The time preference of a society is important to understand because if there isn’t much future oriented activity, then the future is going to be worse than the present.  There are many ways to look at the time preference of a population. The rate of interest, the savings rate, survey data, or even trying to gauge the propensity of the population to engage in short term unproductive activities.  Some people point to the obesity rate as a measure of inability of the average American to think about the future.  One interesting and underappreciated method of looking at the time preference of society as a whole is to see how many people have life expectancies lower than twenty years. Life expectancy is a better measure than pure age because an aging healthy population is more likely to look to the future than a young population that dies early. The population data was taken from the UN World Population Prospects 2008 database* and the life expectancy data is from U.S. Decennial Life Tables at the US Census Bureau. For the life expectancy data, I used basic linear interpolations and projections to create estimates of life expectancy in 2010 and 2030 and created the following chart.

If people with kids are more future oriented than people without children, then the situation is actually much worse than it appears.
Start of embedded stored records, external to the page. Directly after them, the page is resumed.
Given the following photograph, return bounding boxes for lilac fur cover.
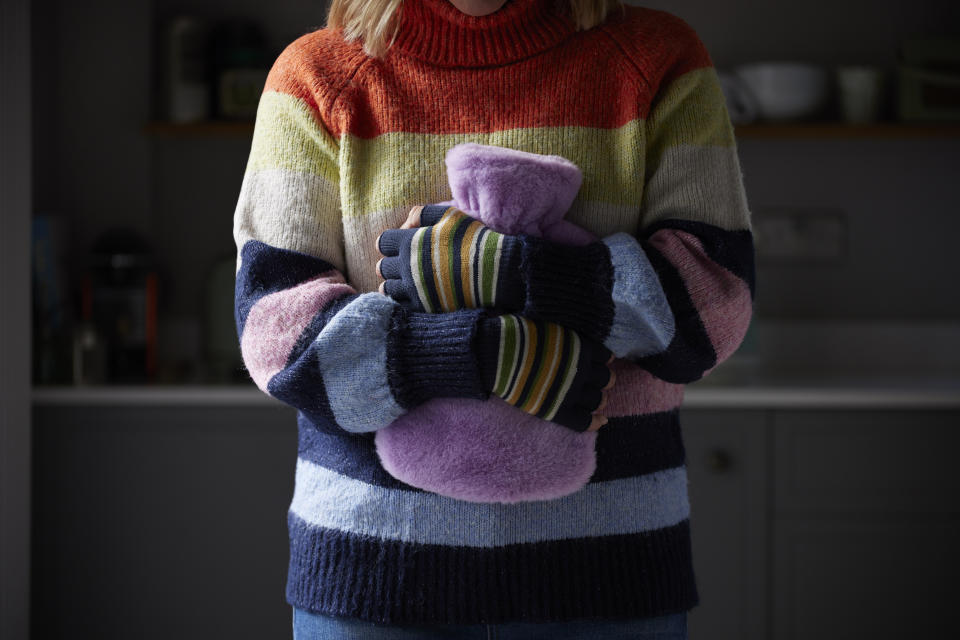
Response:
[374,143,597,503]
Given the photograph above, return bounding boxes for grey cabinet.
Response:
[32,405,297,640]
[772,411,960,640]
[681,410,769,640]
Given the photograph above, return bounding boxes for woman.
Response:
[234,0,754,638]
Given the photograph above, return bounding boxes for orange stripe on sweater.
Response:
[265,7,711,139]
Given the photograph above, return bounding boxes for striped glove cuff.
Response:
[478,314,610,431]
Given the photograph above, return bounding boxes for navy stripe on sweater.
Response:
[287,513,699,625]
[637,219,755,384]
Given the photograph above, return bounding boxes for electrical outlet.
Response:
[752,207,847,263]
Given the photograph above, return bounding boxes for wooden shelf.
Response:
[143,120,960,139]
[734,122,960,139]
[143,120,253,138]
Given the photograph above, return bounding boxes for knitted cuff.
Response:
[387,307,488,409]
[520,236,614,344]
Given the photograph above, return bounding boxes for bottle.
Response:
[83,228,157,384]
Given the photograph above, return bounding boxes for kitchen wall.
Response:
[34,0,960,376]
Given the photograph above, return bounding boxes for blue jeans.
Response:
[293,607,687,640]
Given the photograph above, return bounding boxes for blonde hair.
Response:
[327,0,623,58]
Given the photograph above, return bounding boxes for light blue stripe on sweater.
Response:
[290,459,690,547]
[315,293,405,433]
[603,233,676,358]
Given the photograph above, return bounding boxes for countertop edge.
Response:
[31,385,960,410]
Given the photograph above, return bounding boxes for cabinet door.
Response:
[681,410,769,640]
[773,411,960,640]
[32,406,297,640]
The below chart doesn’t adjust for the change in average household size, but it does show that the amount of children in society is dropping.

 

By both of these metrics and assuming that there isn’t any breakthrough in life extension technology in the near term, the U.S. is going to become more short term oriented in the future. On a demographic basis, the US is in a better position than Japan and much or Europe, so the problems there can be assumed to be even more severe. Compared to Europe, the US even has a higher life expectancy after the age of 65. The pattern of developed countries using short term solutions that only address the symptoms of actual long term problems is going to get worse. 

 

* The population data has age groups in 5 year increments, and when the cut off for 20 year life expectancy was between these 5 year increments it was assumed that each year contained one fifth of the total in that age group in order to simplify the calculations. Voting age was assumed to be twenty and up to both simplify the calculation and to partially adjust for the lack of participation of younger voters.